In several tissues, transient receptor potential vanilloid 4 (TRPV4) channels are involved in the response to hyposmotic challenge. Here we report TRPV4 protein in porcine lens epithelium and show that TRPV4 activation is an important step in the response of the lens to hyposmotic stress. Hyposmotic solution (200 mosM) elicited ATP release from intact lenses and TRPV4 antagonists HC 067047 and RN 1734 prevented the release. In isosmotic solution, the TRPV4 agonist GSK1016790A (GSK) elicited ATP release. When propidium iodide (PI) (MW 668) was present in the bathing medium, GSK and hyposmotic solution both increased PI entry into the epithelium of intact lenses. Increased PI uptake and ATP release in response to GSK and hyposmotic solution were abolished by a mixture of agents that block connexin and pannexin hemichannels, 18α-glycyrrhetinic acid and probenecid. Increased Na-K-ATPase activity occurred in the epithelium of lenses exposed to GSK and 18α-glycyrrhetinic acid + probenecid prevented the response. Hyposmotic solution caused activation of Src family kinase and increased Na-K-ATPase activity in the lens epithelium and TRPV4 antagonists prevented the response. Ionomycin, which is known to increase cytoplasmic calcium, elicited ATP release, the magnitude of which was no greater when lenses were exposed simultaneously to ionomycin and hyposmotic solution. Ionomycin-induced ATP release was significantly reduced in calcium-free medium. TRPV4-mediated calcium entry was examined in Fura-2-loaded cultured lens epithelium.
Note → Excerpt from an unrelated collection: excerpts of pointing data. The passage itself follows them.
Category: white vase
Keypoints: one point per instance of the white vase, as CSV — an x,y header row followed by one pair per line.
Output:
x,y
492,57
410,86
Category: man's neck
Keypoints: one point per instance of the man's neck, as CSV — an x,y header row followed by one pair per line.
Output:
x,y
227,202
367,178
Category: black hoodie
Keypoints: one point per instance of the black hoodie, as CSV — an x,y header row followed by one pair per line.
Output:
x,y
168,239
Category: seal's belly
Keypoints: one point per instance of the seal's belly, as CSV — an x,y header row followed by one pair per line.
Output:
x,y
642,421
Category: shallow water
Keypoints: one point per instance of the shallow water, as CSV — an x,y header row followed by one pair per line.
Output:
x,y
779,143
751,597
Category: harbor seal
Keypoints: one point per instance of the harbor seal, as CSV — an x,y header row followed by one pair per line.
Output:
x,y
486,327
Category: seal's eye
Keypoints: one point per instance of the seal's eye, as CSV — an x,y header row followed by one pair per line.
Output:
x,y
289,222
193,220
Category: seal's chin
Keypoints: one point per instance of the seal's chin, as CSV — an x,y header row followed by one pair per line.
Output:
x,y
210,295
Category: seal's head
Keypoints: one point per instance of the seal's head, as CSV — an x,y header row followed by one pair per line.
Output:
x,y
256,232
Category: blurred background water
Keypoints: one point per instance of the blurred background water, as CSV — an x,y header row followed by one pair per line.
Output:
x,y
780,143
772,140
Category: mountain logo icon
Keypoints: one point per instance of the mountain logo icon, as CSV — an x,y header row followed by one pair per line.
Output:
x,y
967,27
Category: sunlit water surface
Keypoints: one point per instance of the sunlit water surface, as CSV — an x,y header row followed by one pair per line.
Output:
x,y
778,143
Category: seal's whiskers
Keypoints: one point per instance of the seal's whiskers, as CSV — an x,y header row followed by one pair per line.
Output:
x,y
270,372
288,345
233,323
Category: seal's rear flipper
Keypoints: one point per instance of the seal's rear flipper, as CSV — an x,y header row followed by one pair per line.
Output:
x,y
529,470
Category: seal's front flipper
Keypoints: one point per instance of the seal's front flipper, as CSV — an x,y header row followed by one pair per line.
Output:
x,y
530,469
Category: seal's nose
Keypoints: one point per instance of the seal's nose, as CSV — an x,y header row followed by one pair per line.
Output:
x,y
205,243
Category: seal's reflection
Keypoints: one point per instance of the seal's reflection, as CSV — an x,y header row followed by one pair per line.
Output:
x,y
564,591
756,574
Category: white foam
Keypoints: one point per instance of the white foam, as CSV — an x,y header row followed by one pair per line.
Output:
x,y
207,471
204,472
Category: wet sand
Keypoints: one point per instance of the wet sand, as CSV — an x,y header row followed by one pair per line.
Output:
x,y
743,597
Hyposmotic solution and GSK both increased cytoplasmic calcium that was prevented by TRPV4 antagonists. The cytoplasmic calcium rise in response to hyposmotic solution or GSK was abolished when calcium was removed from the bathing solution. The findings are consistent with hyposmotic shock-induced TRPV4 channel activation which triggers hemichannel-mediated ATP release. The results point to TRPV4-mediated calcium entry that causes a cytoplasmic calcium increase which is an essential early step in the mechanism used by the lens to sense and respond to hyposmotic stress.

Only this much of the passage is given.